Britain's Withdrawal from the EU (Brexit)

Brexit is an important issue that could potentially have a significant impact both on the Japanese economy and on the global economy. There are more than 1,000 companies from Japan that have entered the UK market and are engaging in business activities there. These are investments made in the context of the UK being a member of the EU. While these companies are manufacturing products in the UK, those products are intended for sale in other EU member nations as well, and the investments are therefore premised upon the fact that they would be exempt from tariffs and that the customs procedures would be simplified. If the UK were to leave the EU, this premise would change entirely, and that would have an enormous impact. Moreover, given the impact such a move would have on the global financial and capital markets, it has led to a higher yen and lower stock prices.

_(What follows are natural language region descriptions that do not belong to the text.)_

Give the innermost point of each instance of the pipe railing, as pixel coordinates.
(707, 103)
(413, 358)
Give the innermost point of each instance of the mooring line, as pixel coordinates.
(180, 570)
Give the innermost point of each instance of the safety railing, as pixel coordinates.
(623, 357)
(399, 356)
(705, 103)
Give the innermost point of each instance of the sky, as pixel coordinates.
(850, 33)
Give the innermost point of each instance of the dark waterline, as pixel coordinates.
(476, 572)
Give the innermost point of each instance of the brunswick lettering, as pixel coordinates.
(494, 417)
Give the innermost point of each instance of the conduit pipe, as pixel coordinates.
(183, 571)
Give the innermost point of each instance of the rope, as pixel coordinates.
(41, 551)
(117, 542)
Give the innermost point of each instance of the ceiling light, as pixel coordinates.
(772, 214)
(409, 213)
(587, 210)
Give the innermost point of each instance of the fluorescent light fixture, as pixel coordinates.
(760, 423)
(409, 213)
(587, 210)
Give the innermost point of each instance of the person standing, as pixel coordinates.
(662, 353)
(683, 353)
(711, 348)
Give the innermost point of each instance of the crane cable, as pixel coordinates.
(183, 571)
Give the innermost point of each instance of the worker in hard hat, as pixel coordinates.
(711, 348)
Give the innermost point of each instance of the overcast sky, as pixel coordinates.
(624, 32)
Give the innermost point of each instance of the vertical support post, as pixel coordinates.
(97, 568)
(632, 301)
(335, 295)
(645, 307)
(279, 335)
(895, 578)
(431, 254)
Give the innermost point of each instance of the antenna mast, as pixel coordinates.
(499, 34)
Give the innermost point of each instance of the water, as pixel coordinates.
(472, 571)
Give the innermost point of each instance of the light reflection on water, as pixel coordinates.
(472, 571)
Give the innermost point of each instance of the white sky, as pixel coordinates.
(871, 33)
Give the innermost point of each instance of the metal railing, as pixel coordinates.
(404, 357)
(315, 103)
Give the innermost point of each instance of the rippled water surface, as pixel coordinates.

Even if the national referendum results in a victory for the Brexit advocates, I believe that the British government will take some time and carry out negotiations with the EU. And we do not even know through what process and in what form Brexit will proceed. In that context, it seems that the fears of such an exit are getting ahead of the facts and the market is overreacting.

Monetary Policy

It is critical that we comprehensively mobilize and implement appropriately monetary policy, fiscal policy, and structural reforms as a whole. In terms of further monetary easing, any decision must be made by the Bank of Japan (BOJ) based on thorough discussions. Now is not the time for demands from the business community. Only a short period has passed since the BOJ introduced negative interest rates, and so I believe that we should take time to observe what impact this policy brings about.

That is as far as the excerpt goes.